Wird Syphilis bei uns nicht bald zu teuer? Zahlenmässig gar nicht mehr selten ist bei uns inzwischen wieder die Syphilis – wurden doch im letzten Jahr mit fast 780 die höchsten Fallzahlen gemeldet, bedingt durch Migration und Fernreisen. Die Geschlechtskrankheit mit schwersten Folgen darf nicht länger bagatellisiert werden, wie der Venerologe und Dermatologe Stephan Lautenschlager aus Zürich betont. Entsprechend ist in der Schwangerenvorsorge
das Risiko der elterlichen Übertragung auf das Kind zu beachten: Bei mütterlicher Frühsyphilis (wegen kaum auffallender Symptome meist unerkannt) ist die Rate vertikaler Übertragungen sehr hoch, die Infektionsgefahr des ungeborenen Kindes liegt bei quasi 100 Prozent. Lautenschlager schätzt, dass ein generelles Screening in der Schwangerschaft vor dem Hintergrund der enormen Gesundheitskosten eines infizierten Kindes wahrscheinlich kosteneffektiv ist. Österreich beispielsweise hat sich aus genau diesem Grund für das generelle Screening entschieden.
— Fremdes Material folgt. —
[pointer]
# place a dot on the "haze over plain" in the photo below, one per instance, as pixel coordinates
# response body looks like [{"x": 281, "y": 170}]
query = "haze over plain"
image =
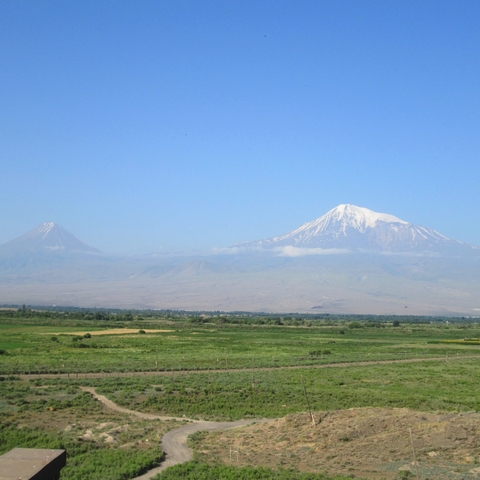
[{"x": 146, "y": 126}]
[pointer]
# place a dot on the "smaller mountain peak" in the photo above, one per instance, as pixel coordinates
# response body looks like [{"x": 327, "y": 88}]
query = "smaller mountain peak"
[
  {"x": 46, "y": 227},
  {"x": 47, "y": 237}
]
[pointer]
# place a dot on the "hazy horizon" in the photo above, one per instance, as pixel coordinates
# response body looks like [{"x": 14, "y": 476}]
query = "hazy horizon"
[{"x": 161, "y": 126}]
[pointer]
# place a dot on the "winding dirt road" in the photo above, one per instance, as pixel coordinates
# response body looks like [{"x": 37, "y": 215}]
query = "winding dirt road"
[{"x": 174, "y": 443}]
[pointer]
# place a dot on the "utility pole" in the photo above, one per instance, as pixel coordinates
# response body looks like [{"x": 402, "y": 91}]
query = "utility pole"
[
  {"x": 253, "y": 372},
  {"x": 308, "y": 403},
  {"x": 414, "y": 456}
]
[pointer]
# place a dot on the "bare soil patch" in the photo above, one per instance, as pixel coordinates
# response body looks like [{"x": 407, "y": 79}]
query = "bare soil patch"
[
  {"x": 371, "y": 443},
  {"x": 115, "y": 331}
]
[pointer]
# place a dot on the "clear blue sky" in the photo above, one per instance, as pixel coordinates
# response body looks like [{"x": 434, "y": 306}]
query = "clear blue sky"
[{"x": 140, "y": 125}]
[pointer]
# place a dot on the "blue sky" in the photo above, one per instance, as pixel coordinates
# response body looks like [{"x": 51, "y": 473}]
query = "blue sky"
[{"x": 178, "y": 125}]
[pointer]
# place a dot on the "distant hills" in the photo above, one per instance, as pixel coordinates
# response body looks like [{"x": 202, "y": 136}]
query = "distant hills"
[{"x": 350, "y": 260}]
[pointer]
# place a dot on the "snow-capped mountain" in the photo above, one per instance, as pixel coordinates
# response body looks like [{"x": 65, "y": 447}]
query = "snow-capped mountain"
[
  {"x": 48, "y": 237},
  {"x": 360, "y": 229}
]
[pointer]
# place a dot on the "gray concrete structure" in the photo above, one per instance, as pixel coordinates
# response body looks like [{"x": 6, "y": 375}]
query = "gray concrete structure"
[{"x": 32, "y": 464}]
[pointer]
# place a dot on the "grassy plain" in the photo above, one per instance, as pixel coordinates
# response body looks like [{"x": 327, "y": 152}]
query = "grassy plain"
[{"x": 214, "y": 371}]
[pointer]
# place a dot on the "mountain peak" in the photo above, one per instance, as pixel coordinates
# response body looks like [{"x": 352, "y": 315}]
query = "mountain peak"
[
  {"x": 358, "y": 217},
  {"x": 348, "y": 227},
  {"x": 46, "y": 238}
]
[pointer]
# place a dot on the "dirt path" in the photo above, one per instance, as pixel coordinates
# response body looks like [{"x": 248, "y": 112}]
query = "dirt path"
[
  {"x": 174, "y": 443},
  {"x": 28, "y": 376}
]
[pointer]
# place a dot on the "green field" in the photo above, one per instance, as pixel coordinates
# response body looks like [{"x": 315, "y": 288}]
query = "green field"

Was tun die Nachbarn? Der Blick in die Nachbarländer sei erlaubt. Während die offiziellen Empfehlungen in Deutschland derzeit ebenfalls vom Toxoplasmose-Screening abraten, befürworten die offiziellen österreichischen, französischen und italienischen Richtlinien eindeutig das generelle Screening, und zwar gleich an mehreren Terminen, in ein- bis dreimonatigen Abständen. Auch diese Länder besitzen keine andere Behandlungsmöglichkeit! Wie effektiv die CMV-Behandlung bei Schwangeren wirklich ist, wird sich in den nächsten Jahren zeigen – und dies wird Auswirkungen auf Überlegungen zum Screening haben. Bezüglich Syphilis scheint sich die Screeningempfehlung geradezu aufzudrängen. Warum sollten die Empfehlungen in Österreich und darüber hinaus länderübergreifend jene der Internationalen Union gegen STI (IUSTI), breit unterstützt von der WHO, denn nicht für die Schweiz gelten? Bleibt nicht der Entscheid für oder gegen einen dieser Screeningtests weithin dem Ermessen des Geburtshelfers überlassen – oder vielleicht einer Mentalität respektive der Einstellung und dem Geldbeutel einer jungen Familie?